Because most of the patients with advanced stage can not be cured, it can improve their quality of life and prolong their survival time. How to give the most reasonable and effective treatment for patients with advanced, rather than test clinicians technology, rather than experience their souls, because they have to pay more attention and care. Based on this, the ESO- MBC working group experts drafted twelve recommendations on the diagnosis and treatment of advanced metastatic breast cancer.

1 requires a multidisciplinary collaboration team, including oncology, radiation therapy, surgery, imaging, palliative care, psychosocial experts to participate in treatment.

2 once diagnosed, the patient should be individualized psychological counseling, as soon as possible to control their symptoms, at the same time began to support treatment, which should be an important component of comprehensive treatment of advanced patients.
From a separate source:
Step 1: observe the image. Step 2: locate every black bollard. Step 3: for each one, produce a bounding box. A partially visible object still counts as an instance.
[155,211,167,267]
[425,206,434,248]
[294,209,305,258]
3 after the diagnosis and comprehensive evaluation of the condition, to discuss the more realistic treatment goals, and invite patients and their families to participate in the development of all treatment options.

4 in particular, patients with a single lesion or regional recurrence can be fully controlled and can survive for long periods of time. For this group of patients should be given a more active multidisciplinary comprehensive treatment, to promote its scientific clinical trials.

5 the following information should be collected: history, physical examination, blood biochemical examination, chest and abdomen and bone imaging. Tumor markers can not be used as diagnostic criteria, but they can be used to evaluate the therapeutic effect, especially for the patients with unknown lesions.

6 treatment plans to consider the following factors: endocrine therapy sensitivity, HER2 status, menstrual status, disease free survival, previous treatment and curative effect of tumor burden (metastasis and number), biological age, patients with coexisting disease, physical condition, whether it is necessary to control and rapid tumor symptoms, social economic and psychological factors and with the wishes of the individual and local treatment conditions of patients.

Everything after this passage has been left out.